The effects of WB supplementation on inflammatory cytokines and sIgA concentrations in jejunal mucosa are presented in Table 5. On day 21, birds fed AGP and WB had lower (P < 0.05) IL-1β concentration and greater (P < 0.05) sIgA concentration in the jejunal mucosa than those fed CON. The TNF-α concentration in jejunal mucosa was reduced (P < 0.05) in WB than in CON, but was similar to AGP. There was no difference in the concentration of IL-6 among treatments. On day 42, the TNF-α concentration in jejunal mucosa was decreased (P < 0.05) in WB compared with CON, but not different from AGP. Both AGP and WB supplementation increased (P < 0.05) the concentration of sIgA in jejunal mucosa compared with CON. The concentrations of IL-1β and IL-6 in jejunal mucosa did not vary significantly among the 3 treatments.

Table 5

Effects of wheat bran supplementation on the concentrations of inflammatory cytokines and sIgA in jejunal mucosa of broilers.

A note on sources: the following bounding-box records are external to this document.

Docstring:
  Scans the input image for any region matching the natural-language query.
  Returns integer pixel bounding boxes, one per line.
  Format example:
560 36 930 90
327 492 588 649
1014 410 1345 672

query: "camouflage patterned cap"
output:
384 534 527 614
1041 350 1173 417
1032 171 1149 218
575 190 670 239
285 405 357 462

Item	CON	AGP	WB	SEM	P-value
Day 21
TNF-α, pg/mg	6.67a	6.25a,b	5.96b	0.18	0.04
IL-1β, pg/mg	2.90a	2.43b	2.28b	0.13	0.01
IL-6, pg/mg	126.08	121.08	118.57	2.47	0.13
sIgA, μg/mg	1.24b	1.55a	1.63a	0.08	<0.01
Day 42
TNF-α, pg/mg	7.16a	6.86a,b	6.49b	0.15	0.02
IL-1β, pg/mg	2.41	2.47	2.30	0.12	0.61
IL-6, pg/mg	129.61	122.19	123.30	2.85	0.17
sIgA, μg/mg	1.23b	1.50a	1.61a	0.07	0.01

a,bMeans in the same row with different superscripts differ significantly (P < 0.05).

Abbreviations: AGP, CON + 75 mg/kg chlortetracycline (antibiotic growth promoter); CON, antibiotic-free control diet; IL-1β, interleukin-1β; IL-6, interleukin-6; sIgA, secretory immunoglobulin A; TNF-α, tumor necrosis factor-α; WB, CON + 3% wheat bran.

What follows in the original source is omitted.